Relocalisé au Canada, Zachariah décide de se remettre au travail, et élabore donc son grand retour dans de meilleures conditions, pouvant de fait proposer un troisième album digne de ce nom, Devoured By Damnation, que nous découvrons donc en ce mois de décembre frigorifié.
Et croyez-moi, ce LP a largement de quoi vous réchauffer, puisqu’il semblerait que les flammes même de l’enfer s’en échappent en larges gerbes.
Selon l’EPK fourni avec ce Devoured By Damnation, ce troisième effort du Philippin est le premier à être enregistré dans de bonnes conditions. Ses sillons transpirent d’influences classiques et démoniaques, des premiers BATHORY à DEICIDE, en passant par SADUS, TERRORIZER ou VADER, et selon son géniteur, « il prend les auditeurs pour des punching-balls ». On pourrait croire à un excès d’enthousiasme ou à des arguments promotionnels savamment distillés, mais je vous assure qu’il n’en est rien. C’est effectivement un déferlement de violence et de haine, et gageons que Zachariah a puisé dans ses années de disette et de violence l’essence primale de son inspiration qui se veut haine, ultraviolence et rejet des convenances.
Enfant du tape-trading et d’un quotidien peu complaisant, l’homme sait ce qu’il veut, et l’exprime sans ambages au travers de son médium musical. Les structures de base des morceaux sont simples, et reposent sur des attaques franches et massives. En choisissant de confronter le Thrash pur au BM le plus dur, KRATORNAS s’est ressourcé aux origines de la bestialité musicale, celle que prônaient VENOM et SEPULTURA dans les années 80, et que le Death des années 90 a rendue encore plus véhémente et crue.
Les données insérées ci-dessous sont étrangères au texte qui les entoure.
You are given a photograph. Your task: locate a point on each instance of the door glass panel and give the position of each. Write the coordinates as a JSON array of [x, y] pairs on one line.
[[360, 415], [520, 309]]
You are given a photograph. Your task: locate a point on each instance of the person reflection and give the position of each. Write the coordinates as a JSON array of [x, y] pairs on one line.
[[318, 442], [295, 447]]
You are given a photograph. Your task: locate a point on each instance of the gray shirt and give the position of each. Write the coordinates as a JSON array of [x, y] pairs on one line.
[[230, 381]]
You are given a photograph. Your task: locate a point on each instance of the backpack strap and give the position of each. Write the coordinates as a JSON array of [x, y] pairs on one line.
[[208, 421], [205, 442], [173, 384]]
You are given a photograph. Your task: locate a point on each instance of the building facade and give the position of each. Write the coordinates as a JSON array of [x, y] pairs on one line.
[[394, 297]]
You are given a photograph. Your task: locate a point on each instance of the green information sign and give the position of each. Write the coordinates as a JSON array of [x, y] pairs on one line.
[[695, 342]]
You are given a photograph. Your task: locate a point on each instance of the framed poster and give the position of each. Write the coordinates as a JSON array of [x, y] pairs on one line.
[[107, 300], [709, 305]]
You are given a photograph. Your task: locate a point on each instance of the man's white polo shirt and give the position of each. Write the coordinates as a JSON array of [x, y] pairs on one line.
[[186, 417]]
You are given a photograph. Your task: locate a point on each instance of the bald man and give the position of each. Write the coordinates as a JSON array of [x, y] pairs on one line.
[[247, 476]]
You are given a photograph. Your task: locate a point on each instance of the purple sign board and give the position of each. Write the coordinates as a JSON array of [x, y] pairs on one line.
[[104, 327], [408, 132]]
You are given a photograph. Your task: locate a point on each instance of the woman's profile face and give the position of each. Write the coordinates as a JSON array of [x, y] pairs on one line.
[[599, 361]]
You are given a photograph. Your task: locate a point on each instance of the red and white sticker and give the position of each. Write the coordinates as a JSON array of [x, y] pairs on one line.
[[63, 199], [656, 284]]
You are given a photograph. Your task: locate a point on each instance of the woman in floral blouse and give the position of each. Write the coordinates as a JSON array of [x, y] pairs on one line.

Alors pas de pitié, des riffs saignants et des rythmiques affolées, pour une grosse demi-heure d’agression sonore non- stop.
En substance, Devoured By Damnation est une ode ininterrompue au bordel fourchu, et sonne en l’état comme une jolie moyenne entre la crudité occulte des premières démos de BEHERIT, et l’émergence du Thrash Brésilien du milieu des années 80. Il n’est pas difficile d’y voir un crossover entre le The Oath of Black Blood des Finlandais et le Bestial Devastation des Brésiliens de SEPULTURA, avec une pointe de folie assumée de la vague Death/Grind européenne de la fin de la même décennie.
C’est certes très linéaire dans le déroulé, mais l’intensité qui se dégage des morceaux est tout bonnement hallucinante, et parfois, le maelstrom prend des airs d’opéra de maniaque en goguette, couteau à la main, prêt à dépecer la première victime innocente qu’il rencontre.
A ce titre, le morceau «Huios Diabolus » est un modèle du genre, proposant une rythmique complètement démente forçant sur les breaks et autres roulements hystériques, qu’une guitare schizophrénique vient lacérer de ses sifflantes et autres feedback, alors que le chant se dédouble à la Glen Benton, et que la basse se libère de son carcan pour brûler son manche. Affolant, affolé, dément, et fonctionnant comme une catharsis, c’est sans doute la tranche de mort la plus symptomatique de ce troisième LP qui ne s’appréhende que comme une libération bruitiste incontrôlable.
Alors certes, la variété n’est pas de mise, et chaque intervention rebondit sur la précédente. Mais c’est ainsi que fonctionne l’œuvre, alors autant accepter ses dogmes. Mais il est impossible de ne pas se laisser happer par ce déversement de fiel continu, qui ne marque aucune pause, et semble mépriser la modération par tous ses pores.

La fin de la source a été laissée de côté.